Archbishop Welby spoke per­­sonally to each of the Primates during the summer to reassure them that he had not failed to enforce the con­­sequences on the US Episcopal Church, and to gather their thoughts on what the next Primates’ Meeting should discuss.

REUTERS/PACounterparts: Archbishop Welby with the Archbishop of Uganda, the Most Revd Stanley Ntagali, arrive to visit South Sudanese refugees in Uganda, at Mirieyi settlement camp in Adjumani district, in August

The Primates of Nigeria, Uganda, and Rwanda, however, are boy­cott­ing next week’s meeting because they refuse to continue to engage with the US Episcopal Church. Writing on the American Anglican Council’s website this month, the Archbishop of Uganda, the Most Revd Stanley Ntagali, said that he would not at­­tend “because for me, as an African, ‘Abarya kamwe’, meaning ‘one eats with those one agrees with or are in agreement with.’ Or, as the prophet Amos and our Lord Jesus said, ‘Can two walk together unless they are agreed?’”

Their absence is likely to be a source of frustration for Archbishop Welby, who had hailed the unanim­ous decision of the Primates last year to “walk together” as a significant step forward.

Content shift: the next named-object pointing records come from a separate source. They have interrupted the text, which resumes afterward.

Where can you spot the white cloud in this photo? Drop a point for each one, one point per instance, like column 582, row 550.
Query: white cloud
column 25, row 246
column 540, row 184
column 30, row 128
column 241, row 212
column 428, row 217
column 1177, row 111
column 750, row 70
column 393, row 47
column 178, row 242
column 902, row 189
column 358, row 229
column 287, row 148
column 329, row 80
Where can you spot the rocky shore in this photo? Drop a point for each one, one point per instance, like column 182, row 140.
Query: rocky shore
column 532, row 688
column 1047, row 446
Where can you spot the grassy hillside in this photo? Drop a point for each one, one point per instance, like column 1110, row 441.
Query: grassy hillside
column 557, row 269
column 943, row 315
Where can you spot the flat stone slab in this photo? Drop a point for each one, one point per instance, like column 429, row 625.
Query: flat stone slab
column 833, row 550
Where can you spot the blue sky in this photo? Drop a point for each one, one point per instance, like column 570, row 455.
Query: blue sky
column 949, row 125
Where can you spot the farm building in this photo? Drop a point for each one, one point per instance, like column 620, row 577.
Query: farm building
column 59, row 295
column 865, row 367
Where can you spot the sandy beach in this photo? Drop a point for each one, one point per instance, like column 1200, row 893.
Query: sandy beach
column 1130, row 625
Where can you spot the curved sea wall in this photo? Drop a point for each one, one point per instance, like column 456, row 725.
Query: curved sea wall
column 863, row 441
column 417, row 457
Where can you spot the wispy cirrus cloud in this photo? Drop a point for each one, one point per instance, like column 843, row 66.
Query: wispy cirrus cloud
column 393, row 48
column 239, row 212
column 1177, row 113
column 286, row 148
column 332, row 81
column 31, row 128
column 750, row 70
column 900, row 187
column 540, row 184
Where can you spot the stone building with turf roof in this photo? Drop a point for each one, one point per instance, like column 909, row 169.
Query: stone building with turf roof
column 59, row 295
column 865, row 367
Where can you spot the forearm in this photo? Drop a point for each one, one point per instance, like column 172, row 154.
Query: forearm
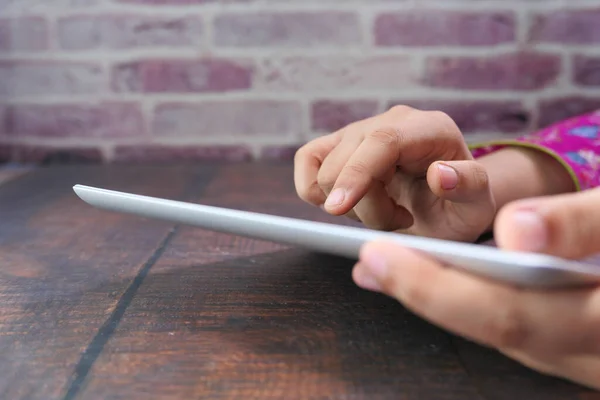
column 519, row 172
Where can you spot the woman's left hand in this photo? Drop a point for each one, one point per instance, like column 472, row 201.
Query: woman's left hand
column 556, row 332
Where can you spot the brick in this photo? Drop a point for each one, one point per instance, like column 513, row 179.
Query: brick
column 292, row 29
column 4, row 157
column 586, row 70
column 235, row 118
column 479, row 115
column 558, row 109
column 23, row 34
column 163, row 153
column 566, row 26
column 45, row 155
column 40, row 78
column 41, row 6
column 301, row 74
column 128, row 31
column 520, row 71
column 181, row 76
column 102, row 120
column 279, row 153
column 4, row 121
column 331, row 116
column 444, row 28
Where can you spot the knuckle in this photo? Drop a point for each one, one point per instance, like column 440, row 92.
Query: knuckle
column 300, row 154
column 356, row 168
column 561, row 226
column 325, row 179
column 509, row 330
column 412, row 293
column 481, row 179
column 447, row 124
column 400, row 109
column 386, row 136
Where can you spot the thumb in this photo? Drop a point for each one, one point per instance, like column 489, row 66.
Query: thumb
column 565, row 225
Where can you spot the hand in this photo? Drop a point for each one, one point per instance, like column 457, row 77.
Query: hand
column 405, row 170
column 556, row 332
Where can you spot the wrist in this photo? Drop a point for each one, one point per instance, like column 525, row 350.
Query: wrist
column 518, row 172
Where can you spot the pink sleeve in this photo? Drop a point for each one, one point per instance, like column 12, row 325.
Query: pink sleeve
column 575, row 143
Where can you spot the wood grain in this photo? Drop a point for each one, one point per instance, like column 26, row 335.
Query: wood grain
column 222, row 317
column 67, row 270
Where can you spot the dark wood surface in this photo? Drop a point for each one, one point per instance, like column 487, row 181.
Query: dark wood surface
column 97, row 305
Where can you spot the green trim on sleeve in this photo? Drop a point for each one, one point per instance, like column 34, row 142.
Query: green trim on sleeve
column 550, row 152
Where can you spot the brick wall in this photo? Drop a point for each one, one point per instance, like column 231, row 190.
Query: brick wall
column 135, row 80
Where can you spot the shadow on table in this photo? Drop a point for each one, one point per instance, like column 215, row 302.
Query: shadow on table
column 290, row 317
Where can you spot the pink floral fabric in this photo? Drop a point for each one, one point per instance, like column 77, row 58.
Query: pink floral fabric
column 574, row 142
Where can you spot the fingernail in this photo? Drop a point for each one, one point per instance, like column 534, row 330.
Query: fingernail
column 335, row 198
column 448, row 176
column 375, row 264
column 533, row 232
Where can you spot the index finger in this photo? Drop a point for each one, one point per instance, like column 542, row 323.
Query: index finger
column 411, row 140
column 307, row 162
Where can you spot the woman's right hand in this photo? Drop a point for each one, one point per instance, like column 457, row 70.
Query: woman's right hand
column 556, row 332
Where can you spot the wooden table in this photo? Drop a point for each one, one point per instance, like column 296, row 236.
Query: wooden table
column 98, row 305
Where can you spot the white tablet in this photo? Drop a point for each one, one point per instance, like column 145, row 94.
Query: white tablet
column 522, row 269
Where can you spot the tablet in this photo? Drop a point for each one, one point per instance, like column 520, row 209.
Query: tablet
column 517, row 268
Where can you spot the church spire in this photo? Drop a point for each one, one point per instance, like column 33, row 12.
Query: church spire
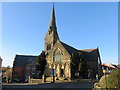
column 52, row 20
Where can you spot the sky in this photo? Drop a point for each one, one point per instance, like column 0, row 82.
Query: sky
column 82, row 25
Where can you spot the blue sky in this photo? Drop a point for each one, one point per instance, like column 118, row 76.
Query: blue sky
column 81, row 25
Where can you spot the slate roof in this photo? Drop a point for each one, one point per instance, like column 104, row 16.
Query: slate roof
column 88, row 50
column 22, row 60
column 69, row 48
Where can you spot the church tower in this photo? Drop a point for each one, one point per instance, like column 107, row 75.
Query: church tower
column 52, row 35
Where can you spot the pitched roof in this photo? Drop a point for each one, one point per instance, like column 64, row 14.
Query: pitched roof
column 89, row 50
column 22, row 60
column 69, row 48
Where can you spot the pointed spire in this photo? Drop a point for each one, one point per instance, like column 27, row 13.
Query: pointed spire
column 52, row 20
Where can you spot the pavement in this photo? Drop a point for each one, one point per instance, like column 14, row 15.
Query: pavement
column 87, row 84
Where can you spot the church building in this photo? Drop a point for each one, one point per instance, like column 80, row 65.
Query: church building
column 62, row 60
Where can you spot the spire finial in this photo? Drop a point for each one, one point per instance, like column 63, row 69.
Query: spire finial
column 52, row 21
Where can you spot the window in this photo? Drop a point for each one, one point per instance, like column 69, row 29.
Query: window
column 57, row 56
column 48, row 46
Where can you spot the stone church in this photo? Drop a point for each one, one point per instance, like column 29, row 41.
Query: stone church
column 62, row 60
column 59, row 55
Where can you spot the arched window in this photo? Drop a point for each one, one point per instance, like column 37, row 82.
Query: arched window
column 57, row 56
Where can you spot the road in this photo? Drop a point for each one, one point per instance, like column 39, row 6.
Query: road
column 81, row 84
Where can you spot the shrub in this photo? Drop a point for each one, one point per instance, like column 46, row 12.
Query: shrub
column 112, row 80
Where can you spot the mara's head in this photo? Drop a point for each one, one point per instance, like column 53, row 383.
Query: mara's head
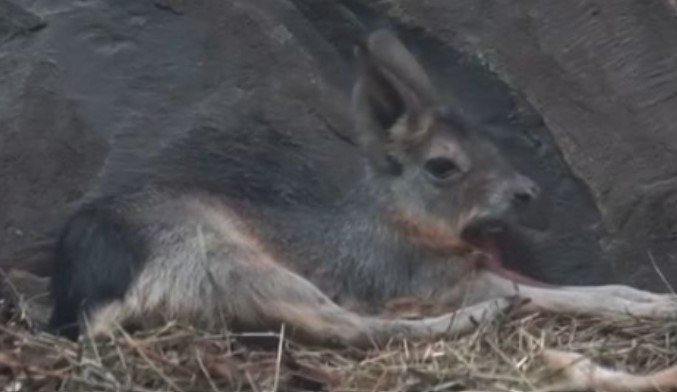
column 442, row 179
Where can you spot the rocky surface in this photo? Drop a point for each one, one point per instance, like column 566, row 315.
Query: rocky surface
column 578, row 96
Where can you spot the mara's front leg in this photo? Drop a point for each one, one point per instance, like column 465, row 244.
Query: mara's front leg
column 584, row 300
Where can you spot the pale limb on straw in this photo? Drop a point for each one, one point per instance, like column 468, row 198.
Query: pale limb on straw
column 581, row 374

In contrast with 2016’s gathering, the Pri­­mate of the Anglican Church in North America, Dr Foley Beach, will not be present.

After spending Monday and Tuesday discussing these internal issues of sanctions for the SEC, and the build-up to the next Lambeth Conference in 2020, the next three days of the Primates’ Meeting will turn outwards, looking at challenges facing the Communion, such as climate change, religious per­­secu­tion, conflict, and refugee issues.

As well as the three African Arch­bishops who have refused to attend, the Primates of Myanmar, Central America, and Tanzania are unable to join the meeting for other reasons.

Sixteen of the Primates in attend­ance will be new ones who did not take part at the last meeting, and will bring “fresh energy” but also “tough questions”, Archbishop Welby said last week.

In a video posted last week by the Anglican Communion News Service — part of the Anglican Communion Office, which is or­gan­is­­­ing the meet­ing — Archbishop Welby said that the presence of 16 Primates who had not attended the 2016 gathering would bring “a whole lot of fresh energy and fresh excite­ment — and, no doubt, some tough questions, which will come from them having not been there before”.

Archbishop Welby said that the task group set up after the 2016 Primates’ Meeting — to “look at the issues that were dividing us, obvi­ously particularly the issue of human sexuality” — would present its pre­liminary report.

Lambeth Palace is understood to be confident that there is not yet any serious prospect of a fresh split in the Communion. Even within those Provinces whose Primates refuse to attend meetings at which the US Episcopal Church is represented, there remain plenty of dioceses and bishops who would not countenance a formal split from Canterbury.

Continuing Commonwealth ties are understood to be resilient, and affection towards the Church of England remains, together with long-established relationships between Provinces. Archbishop Welby will announce the appoint­ment of a new special representative to the Com­mon­­wealth in the coming weeks to build on these links.

An open letter was sent to all the Primates by the Human Sexuality Group on the General Synod, on Tuesday. Noting Synod votes this year, the letter says: “The direc­tion of travel for the Church of Eng­land is clearer than ever, for which we give thanks.” It reminds the Primates of the section of the 2016 com­muniqué condemning “homophobic prejudice and viol­ence”, and reject­ing “criminal sanctions against same-sex-attracted people”.